Nandy Urmica, Azad Mandal Abul Kalam
School of Bio Sciences and Technology, Vellore Institute of Technology, Vellore Campus, Vellore 632014, India.
Centre for Nanobiotechnology, Vellore Institute of Technology, Vellore Campus, Vellore 632014, India.
ACS Appl Bio Mater. 2025 Aug 18;8(8):6676-6700. doi: 10.1021/acsabm.5c00968. Epub 2025 Aug 5.
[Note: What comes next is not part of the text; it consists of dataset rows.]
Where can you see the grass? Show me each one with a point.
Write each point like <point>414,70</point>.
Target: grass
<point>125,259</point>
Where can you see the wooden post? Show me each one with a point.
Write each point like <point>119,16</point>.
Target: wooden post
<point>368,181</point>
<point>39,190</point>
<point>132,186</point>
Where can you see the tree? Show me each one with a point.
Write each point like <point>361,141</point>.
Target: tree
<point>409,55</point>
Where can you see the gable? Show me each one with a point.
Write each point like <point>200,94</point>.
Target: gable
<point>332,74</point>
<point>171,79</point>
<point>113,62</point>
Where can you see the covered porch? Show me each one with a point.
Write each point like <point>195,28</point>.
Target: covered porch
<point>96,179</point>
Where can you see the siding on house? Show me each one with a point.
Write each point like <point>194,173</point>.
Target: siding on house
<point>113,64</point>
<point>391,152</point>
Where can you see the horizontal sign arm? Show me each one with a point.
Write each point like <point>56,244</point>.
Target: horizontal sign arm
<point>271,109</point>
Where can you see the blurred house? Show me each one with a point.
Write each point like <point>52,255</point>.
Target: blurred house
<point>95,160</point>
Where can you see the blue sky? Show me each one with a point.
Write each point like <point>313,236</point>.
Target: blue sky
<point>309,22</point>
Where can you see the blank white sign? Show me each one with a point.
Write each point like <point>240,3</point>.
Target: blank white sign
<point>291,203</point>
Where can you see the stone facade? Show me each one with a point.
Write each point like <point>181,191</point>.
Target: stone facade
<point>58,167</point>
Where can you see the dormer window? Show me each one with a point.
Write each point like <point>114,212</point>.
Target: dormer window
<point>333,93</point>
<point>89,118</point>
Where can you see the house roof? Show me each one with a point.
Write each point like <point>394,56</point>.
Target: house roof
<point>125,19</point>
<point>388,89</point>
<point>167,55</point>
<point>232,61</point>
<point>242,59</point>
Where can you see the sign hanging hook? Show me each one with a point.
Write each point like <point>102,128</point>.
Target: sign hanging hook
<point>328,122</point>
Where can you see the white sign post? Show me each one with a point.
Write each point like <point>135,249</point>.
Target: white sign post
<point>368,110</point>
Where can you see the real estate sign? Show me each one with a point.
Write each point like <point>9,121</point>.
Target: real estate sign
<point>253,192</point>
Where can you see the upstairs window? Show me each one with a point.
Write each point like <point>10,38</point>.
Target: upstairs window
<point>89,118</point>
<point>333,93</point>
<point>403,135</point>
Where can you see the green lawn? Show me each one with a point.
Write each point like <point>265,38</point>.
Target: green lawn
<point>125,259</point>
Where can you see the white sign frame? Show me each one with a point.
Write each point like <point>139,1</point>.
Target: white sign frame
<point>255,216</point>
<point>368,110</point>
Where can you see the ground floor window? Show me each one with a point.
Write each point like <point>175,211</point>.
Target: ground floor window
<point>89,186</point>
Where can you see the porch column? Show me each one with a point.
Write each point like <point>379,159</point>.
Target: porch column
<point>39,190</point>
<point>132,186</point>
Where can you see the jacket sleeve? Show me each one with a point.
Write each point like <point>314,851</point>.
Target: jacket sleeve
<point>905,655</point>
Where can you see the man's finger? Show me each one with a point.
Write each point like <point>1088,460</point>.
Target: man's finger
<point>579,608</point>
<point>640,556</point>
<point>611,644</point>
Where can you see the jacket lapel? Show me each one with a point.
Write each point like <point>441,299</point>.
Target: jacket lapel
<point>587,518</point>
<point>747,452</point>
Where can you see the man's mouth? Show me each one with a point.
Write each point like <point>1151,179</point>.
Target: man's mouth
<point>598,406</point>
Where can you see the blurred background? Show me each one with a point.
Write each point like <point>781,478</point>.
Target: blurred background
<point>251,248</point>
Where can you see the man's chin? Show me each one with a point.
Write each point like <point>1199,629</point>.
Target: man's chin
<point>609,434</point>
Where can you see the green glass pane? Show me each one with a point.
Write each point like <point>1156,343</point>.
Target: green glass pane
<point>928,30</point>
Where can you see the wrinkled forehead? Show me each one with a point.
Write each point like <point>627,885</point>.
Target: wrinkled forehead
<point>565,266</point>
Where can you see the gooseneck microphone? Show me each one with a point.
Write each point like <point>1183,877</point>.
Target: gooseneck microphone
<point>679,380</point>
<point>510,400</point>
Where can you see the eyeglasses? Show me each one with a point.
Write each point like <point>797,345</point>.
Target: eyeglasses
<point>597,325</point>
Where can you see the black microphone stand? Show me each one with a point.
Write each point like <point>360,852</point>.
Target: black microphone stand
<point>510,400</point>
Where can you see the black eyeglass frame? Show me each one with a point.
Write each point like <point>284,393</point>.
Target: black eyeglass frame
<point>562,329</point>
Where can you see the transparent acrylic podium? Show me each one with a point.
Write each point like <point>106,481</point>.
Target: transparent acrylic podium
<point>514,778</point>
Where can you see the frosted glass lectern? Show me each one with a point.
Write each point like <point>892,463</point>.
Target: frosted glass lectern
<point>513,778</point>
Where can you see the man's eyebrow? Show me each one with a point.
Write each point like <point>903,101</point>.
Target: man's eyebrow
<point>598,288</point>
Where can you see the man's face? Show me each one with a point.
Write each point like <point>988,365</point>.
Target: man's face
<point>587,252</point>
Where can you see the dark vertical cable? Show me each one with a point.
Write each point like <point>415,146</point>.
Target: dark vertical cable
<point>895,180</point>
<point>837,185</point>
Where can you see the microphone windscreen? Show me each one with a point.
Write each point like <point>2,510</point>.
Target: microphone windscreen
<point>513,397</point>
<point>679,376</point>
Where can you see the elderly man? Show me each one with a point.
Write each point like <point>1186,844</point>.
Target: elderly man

Pancreatic cancer (PC), one of the most aggressive and lethal malignancies, remains an imminent threat to human health despite enormous advancements in cancer research. Traditional therapeutic approaches are unable to significantly enhance the life expectancy of PC patients due to limitations such as lower targetability, recurrence of cancerous tumors, and side effects on healthy cells. Nucleic acid therapeutics (NATs) offer a promising alternative against traditional approaches due to their ability to target and modify genetic pathways involved in PC progression, thus providing precision treatment. However, their efficient transportation to cancerous cells and tissues is still a major obstacle. Because of the high biocompatibility, tunable physicochemical characteristics, surface functionalization potential, and scalable manufacturing potential, nanomaterials have established themselves as a frontrunner as a delivery carrier against different diseases. Considering this, different nanocarriers were explored as a vehicle for anticancer therapeutics, especially to deliver therapeutic drugs, NATs, etc., and also provided a shield against enzymatic and chemical degradation in the bloodstream while promoting tumor-specific accumulation and targetability. Pertaining to this, in the current review, we have systematically discussed the development of nanomaterial-based NATs delivery systems for the delivery of nucleic acids like siRNA, miRNA, mRNA, saRNA, pDNA, CRISPR-Cas9 guide RNA, and other nucleic acids against PC, with an emphasis on their benefits, drawbacks, and translational potential. We also highlighted and compared the preclinical assessment of nanomaterial-mediated NATs delivery in PC therapy in wild-type and drug-resistant PC cells and discussed NATs delivery in two-dimensional (2D) and three-dimensional (3D) cell culture models alongside in vivo and clinical studies. Additionally, we also explored the possibilities of the 3D cell culture model's advantage over traditional 2D cell cultures and their relevance to in vivo systems, especially in facilitating NATs delivery and clinical translation possibilities, and paved the way for future research and clinical applications toward precision medicine.
胰腺癌(PC)是最具侵袭性和致命性的恶性肿瘤之一,尽管癌症研究取得了巨大进展,但它仍然对人类健康构成紧迫威胁。由于靶向性较低、癌性肿瘤复发以及对健康细胞的副作用等局限性,传统治疗方法无法显著提高PC患者的预期寿命。核酸疗法(NATs)因其能够靶向和修饰参与PC进展的遗传途径,从而提供精准治疗,为对抗传统方法提供了一种有前景的替代方案。然而,它们有效运输到癌细胞和组织仍然是一个主要障碍。由于具有高生物相容性、可调节的物理化学特性、表面功能化潜力和可扩展的制造潜力,纳米材料已成为针对不同疾病的递送载体的领跑者。考虑到这一点,人们探索了不同的纳米载体作为抗癌治疗药物的载体,特别是用于递送治疗药物、NATs等,还能在血液中提供针对酶促和化学降解的保护,同时促进肿瘤特异性积累和靶向性。与此相关的是,在当前的综述中,我们系统地讨论了基于纳米材料的NATs递送系统的发展,用于递送诸如siRNA、miRNA、mRNA、saRNA、pDNA、CRISPR-Cas9引导RNA等核酸以及其他针对PC的核酸,重点介绍了它们的优点、缺点和转化潜力。我们还强调并比较了纳米材料介导的NATs递送至野生型和耐药PC细胞的PC治疗中的临床前评估,并讨论了在二维(2D)和三维(3D)细胞培养模型中的NATs递送以及体内和临床研究。此外,我们还探讨了3D细胞培养模型相对于传统2D细胞培养的优势及其与体内系统的相关性,特别是在促进NATs递送和临床转化可能性方面,并为未来针对精准医学的研究和临床应用铺平了道路。